Reasoning Models (o1, o3, DeepSeek-R1)
The most recent evolution goes beyond prompting to models specifically trained for extended reasoning. OpenAI's o1 and o3 models and DeepSeek's R1 model are trained with reinforcement learning to generate long chains of thought, including self-correction and exploration. These models can spend significantly more tokens on reasoning, sometimes generating thousands of tokens of internal thought before producing an answer.
When to Use Chain-of-Thought
CoT is not always helpful. Here are guidelines for when to use it:
- Use CoT for: Math problems, logic puzzles, multi-step reasoning, complex analysis, planning tasks, and any problem that requires combining multiple pieces of information.
- Skip CoT for: Simple factual recall, classification tasks, creative writing, and tasks where intermediate reasoning does not help and may slow down response time.

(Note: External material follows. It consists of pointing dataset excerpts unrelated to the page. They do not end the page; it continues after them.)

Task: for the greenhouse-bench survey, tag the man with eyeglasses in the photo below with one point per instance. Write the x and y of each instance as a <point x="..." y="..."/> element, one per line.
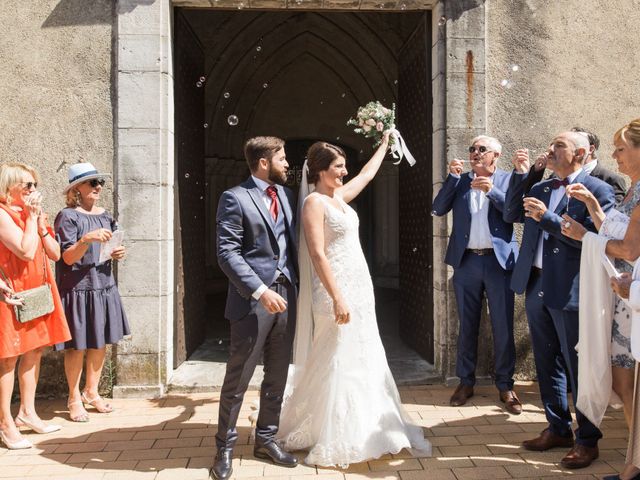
<point x="482" y="251"/>
<point x="548" y="272"/>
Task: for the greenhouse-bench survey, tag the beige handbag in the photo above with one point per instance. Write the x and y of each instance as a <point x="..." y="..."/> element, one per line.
<point x="36" y="301"/>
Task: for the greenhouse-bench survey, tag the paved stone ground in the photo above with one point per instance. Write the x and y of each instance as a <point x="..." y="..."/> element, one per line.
<point x="172" y="438"/>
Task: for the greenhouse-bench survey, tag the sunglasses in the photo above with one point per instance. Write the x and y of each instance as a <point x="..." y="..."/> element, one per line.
<point x="480" y="149"/>
<point x="94" y="182"/>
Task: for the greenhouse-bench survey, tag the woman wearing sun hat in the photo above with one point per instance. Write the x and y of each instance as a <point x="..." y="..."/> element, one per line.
<point x="87" y="287"/>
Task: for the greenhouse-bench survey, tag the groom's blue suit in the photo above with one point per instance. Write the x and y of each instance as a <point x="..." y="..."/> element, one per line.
<point x="254" y="250"/>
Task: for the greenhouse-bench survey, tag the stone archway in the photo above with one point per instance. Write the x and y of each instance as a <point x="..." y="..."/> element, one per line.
<point x="145" y="176"/>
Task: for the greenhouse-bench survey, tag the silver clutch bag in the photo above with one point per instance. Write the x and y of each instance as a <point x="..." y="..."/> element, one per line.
<point x="36" y="303"/>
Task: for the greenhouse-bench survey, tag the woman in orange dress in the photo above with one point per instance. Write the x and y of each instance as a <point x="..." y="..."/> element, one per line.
<point x="26" y="242"/>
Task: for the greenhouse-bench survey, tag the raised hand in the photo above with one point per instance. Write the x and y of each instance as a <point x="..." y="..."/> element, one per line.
<point x="99" y="235"/>
<point x="534" y="208"/>
<point x="541" y="162"/>
<point x="455" y="167"/>
<point x="520" y="160"/>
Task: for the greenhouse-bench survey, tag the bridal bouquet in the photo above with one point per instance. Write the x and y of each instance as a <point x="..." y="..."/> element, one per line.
<point x="373" y="120"/>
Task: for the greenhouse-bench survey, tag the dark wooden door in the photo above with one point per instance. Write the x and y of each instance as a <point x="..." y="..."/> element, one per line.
<point x="414" y="112"/>
<point x="189" y="234"/>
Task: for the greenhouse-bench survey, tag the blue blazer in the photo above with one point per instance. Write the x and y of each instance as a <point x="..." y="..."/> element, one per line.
<point x="246" y="243"/>
<point x="561" y="255"/>
<point x="455" y="195"/>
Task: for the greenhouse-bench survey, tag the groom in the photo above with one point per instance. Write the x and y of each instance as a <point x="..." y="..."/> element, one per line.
<point x="256" y="248"/>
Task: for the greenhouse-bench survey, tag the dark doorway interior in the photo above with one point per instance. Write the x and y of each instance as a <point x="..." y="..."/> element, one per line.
<point x="301" y="76"/>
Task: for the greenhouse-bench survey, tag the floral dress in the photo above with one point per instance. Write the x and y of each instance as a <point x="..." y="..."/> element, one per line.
<point x="621" y="328"/>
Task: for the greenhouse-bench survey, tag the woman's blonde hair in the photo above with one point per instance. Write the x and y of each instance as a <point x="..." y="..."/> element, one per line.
<point x="629" y="134"/>
<point x="12" y="174"/>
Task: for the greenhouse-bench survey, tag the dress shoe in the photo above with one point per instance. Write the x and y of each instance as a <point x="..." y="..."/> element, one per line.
<point x="511" y="402"/>
<point x="461" y="395"/>
<point x="579" y="456"/>
<point x="547" y="440"/>
<point x="272" y="451"/>
<point x="222" y="469"/>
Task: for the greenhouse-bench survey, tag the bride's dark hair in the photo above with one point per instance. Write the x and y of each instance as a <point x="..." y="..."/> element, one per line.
<point x="319" y="158"/>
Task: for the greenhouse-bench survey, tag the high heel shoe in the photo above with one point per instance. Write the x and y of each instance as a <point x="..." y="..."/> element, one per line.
<point x="19" y="445"/>
<point x="23" y="422"/>
<point x="95" y="403"/>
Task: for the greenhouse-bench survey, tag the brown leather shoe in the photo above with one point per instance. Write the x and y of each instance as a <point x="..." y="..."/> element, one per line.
<point x="461" y="395"/>
<point x="547" y="440"/>
<point x="580" y="456"/>
<point x="511" y="402"/>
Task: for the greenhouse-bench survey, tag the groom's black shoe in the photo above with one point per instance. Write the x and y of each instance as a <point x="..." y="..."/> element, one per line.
<point x="221" y="469"/>
<point x="272" y="451"/>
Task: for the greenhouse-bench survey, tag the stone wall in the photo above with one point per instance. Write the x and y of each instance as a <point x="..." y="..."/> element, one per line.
<point x="56" y="101"/>
<point x="576" y="65"/>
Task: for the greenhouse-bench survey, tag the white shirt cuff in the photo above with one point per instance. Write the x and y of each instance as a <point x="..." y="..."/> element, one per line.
<point x="259" y="291"/>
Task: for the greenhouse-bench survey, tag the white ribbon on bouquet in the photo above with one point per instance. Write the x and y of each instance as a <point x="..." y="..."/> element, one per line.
<point x="400" y="149"/>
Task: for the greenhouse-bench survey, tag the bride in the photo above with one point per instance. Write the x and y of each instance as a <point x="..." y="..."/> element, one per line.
<point x="342" y="404"/>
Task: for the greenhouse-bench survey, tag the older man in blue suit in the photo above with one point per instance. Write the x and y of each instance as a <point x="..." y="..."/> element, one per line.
<point x="257" y="251"/>
<point x="482" y="251"/>
<point x="548" y="271"/>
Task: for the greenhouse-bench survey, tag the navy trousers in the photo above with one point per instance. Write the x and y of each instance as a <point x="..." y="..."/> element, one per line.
<point x="476" y="275"/>
<point x="259" y="333"/>
<point x="554" y="336"/>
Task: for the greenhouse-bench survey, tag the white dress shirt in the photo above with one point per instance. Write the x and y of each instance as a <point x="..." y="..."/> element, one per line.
<point x="554" y="200"/>
<point x="479" y="233"/>
<point x="262" y="185"/>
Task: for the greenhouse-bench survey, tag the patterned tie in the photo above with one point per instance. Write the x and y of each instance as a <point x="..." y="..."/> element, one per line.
<point x="273" y="194"/>
<point x="557" y="183"/>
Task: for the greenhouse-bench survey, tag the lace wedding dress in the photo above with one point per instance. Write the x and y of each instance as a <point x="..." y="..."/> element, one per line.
<point x="345" y="407"/>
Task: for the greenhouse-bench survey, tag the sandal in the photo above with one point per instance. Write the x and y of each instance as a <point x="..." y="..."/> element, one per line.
<point x="97" y="402"/>
<point x="82" y="418"/>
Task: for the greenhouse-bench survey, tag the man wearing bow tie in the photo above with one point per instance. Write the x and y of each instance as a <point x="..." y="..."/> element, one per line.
<point x="482" y="251"/>
<point x="548" y="271"/>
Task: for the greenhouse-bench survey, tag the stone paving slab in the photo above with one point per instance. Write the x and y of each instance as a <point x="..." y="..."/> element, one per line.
<point x="172" y="438"/>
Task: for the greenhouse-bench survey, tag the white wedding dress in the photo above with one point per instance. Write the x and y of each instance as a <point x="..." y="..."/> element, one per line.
<point x="344" y="406"/>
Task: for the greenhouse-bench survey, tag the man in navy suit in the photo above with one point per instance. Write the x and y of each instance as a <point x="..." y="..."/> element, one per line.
<point x="482" y="251"/>
<point x="548" y="270"/>
<point x="256" y="248"/>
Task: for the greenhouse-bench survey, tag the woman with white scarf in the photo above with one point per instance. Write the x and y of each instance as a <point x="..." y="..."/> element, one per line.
<point x="607" y="332"/>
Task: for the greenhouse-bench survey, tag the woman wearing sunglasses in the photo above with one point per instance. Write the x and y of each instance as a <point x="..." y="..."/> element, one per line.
<point x="26" y="244"/>
<point x="87" y="288"/>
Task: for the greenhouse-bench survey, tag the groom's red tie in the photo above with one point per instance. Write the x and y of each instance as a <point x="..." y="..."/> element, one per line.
<point x="273" y="194"/>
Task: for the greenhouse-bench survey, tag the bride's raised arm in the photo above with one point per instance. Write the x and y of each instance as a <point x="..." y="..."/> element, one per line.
<point x="313" y="224"/>
<point x="353" y="187"/>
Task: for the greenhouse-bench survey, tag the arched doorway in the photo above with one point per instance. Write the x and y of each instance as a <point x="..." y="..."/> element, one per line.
<point x="300" y="76"/>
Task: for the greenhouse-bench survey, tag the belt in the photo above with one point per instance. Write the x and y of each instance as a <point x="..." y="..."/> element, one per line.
<point x="281" y="279"/>
<point x="481" y="251"/>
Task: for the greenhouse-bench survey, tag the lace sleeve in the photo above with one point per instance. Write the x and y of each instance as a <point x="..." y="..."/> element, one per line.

- Consider model size: CoT primarily benefits larger models (roughly 10B+ parameters). Smaller models may produce plausible-sounding but incorrect reasoning chains.
Practical Tips for Effective CoT
- Be specific in your instructions. Instead of just "think step by step," specify the type of reasoning you want: "First identify the relevant variables, then set up the equation, then solve."
- Provide high-quality examples. For few-shot CoT, the quality of your examples matters enormously. Include examples that demonstrate the type of reasoning needed for your specific problem type.
- Use self-consistency for critical tasks. When accuracy is paramount, generate multiple reasoning paths and take the majority answer. Three to five paths is often sufficient.
- Verify the reasoning, not just the answer. A correct answer derived from flawed reasoning is unreliable. Check the intermediate steps to ensure the reasoning is sound.
Key Takeaway
Chain-of-thought prompting is one of the most reliable techniques for improving LLM reasoning. It costs nothing to implement, requires no model changes, and can dramatically improve performance on complex tasks.